Wednesday, December 14, 2011

Becki Bible: November 2011

Photos from November, in no particular order:


[[Robert found a barbie in my purse. Haha.]]

[[My jedi face]]


[[Sherry and I cooked for nine people. Took two and half hours and it was a fucking FEAST. French toast, cinnamon rolls, bacon, pancakes, hash browns, and eggs. It was pretty difficult too, with the boys marching through the kitchen. Being impatient little fuckers. Then Sherry and I had to chase JC and Robert out of the kitchen because they were whipping us with wet towels. I had a welt on my ass the next day. Haha.]]


[[JC. With his new girlfriend in his lap.]]
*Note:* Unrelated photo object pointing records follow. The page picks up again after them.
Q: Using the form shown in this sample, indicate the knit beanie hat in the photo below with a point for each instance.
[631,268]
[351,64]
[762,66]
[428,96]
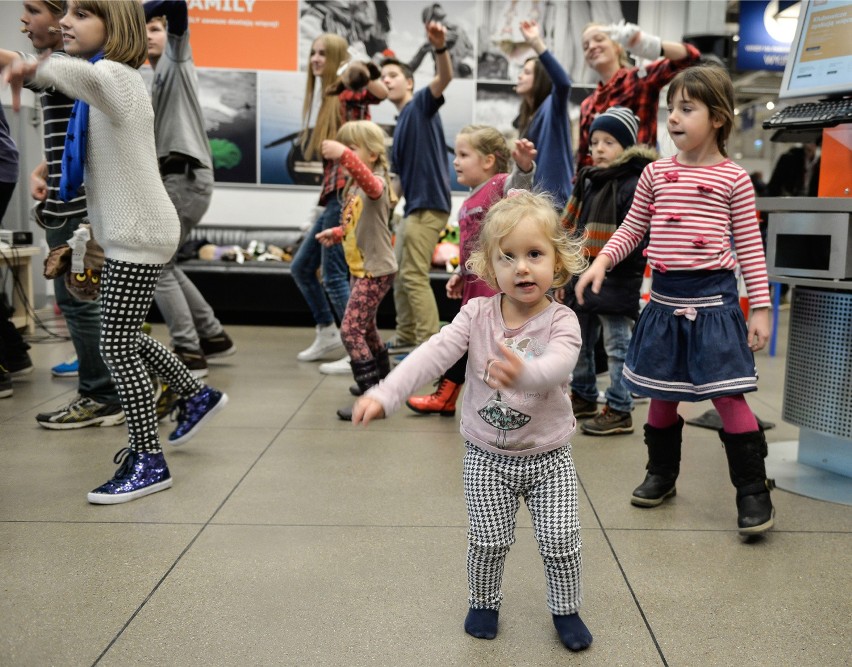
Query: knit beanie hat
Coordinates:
[620,122]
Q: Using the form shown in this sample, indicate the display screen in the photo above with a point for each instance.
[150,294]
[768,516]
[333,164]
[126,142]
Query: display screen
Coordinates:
[821,61]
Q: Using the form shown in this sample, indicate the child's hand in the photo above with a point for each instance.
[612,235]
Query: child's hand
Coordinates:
[758,329]
[366,410]
[593,276]
[524,154]
[437,34]
[454,286]
[332,150]
[38,186]
[500,374]
[16,73]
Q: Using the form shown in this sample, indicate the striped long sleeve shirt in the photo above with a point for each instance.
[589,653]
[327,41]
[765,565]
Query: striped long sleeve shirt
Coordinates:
[700,218]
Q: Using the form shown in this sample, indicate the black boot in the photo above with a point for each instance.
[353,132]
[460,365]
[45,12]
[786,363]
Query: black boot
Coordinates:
[746,451]
[382,363]
[366,375]
[663,465]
[[Me being cute and shit.]]


[[Africa and I.]]

[[Charles. :)]]

Nov. 4, 2011
"Pegeye Nonfoom." -Africa
"And their pizza tasted like burned socks." -Africa

Nov. 11, 2011
Jonathan: Why don't you make a ham and cheese doobie?
Me: A what?
Jonathan: You know. Roll up some ham and cheese together. For a snack.
Me: I don't like it. It tastes stupid.
Jonathan: It tastes stupid? You don't like the education level of this flavor? Bring me a smarter snack!

Nov. 12, 2011
I saw someone with Christmas lights up today. What the fuck? Thanksgiving isn't even here yet.

Nov. 23, 2011
"It is important for people to find something that excites them. I like the concept that if you do what excites you, you will be rewarded generously...."
-Brandon Boyd

Nov. 24, 2011
I am going to go crazy. Literally, insane. That is, if I'm not already.


That's all I really have for November. I know it's not much. It's been kind of a rough month for me.

My friends are now few, which means less people to take pictures of. Africa left. And it has been absolute torture. I feel like I can barely breathe without her. She was more than a best friend, more than a sister. Being without her is worse than any break up I ever had with a guy. I'm so fucking pathetic. So many things remind me of her, and I end up going through old pictures, trying not to cry.

And even though I talk to plenty of people throughout my daily life, I don't have anyone who truly knows me, who knows who I am and can share that with me. I have this constant ache in my body, as if my bones are curling and stretching, searching. Each day gets a little more lonelier and lonelier.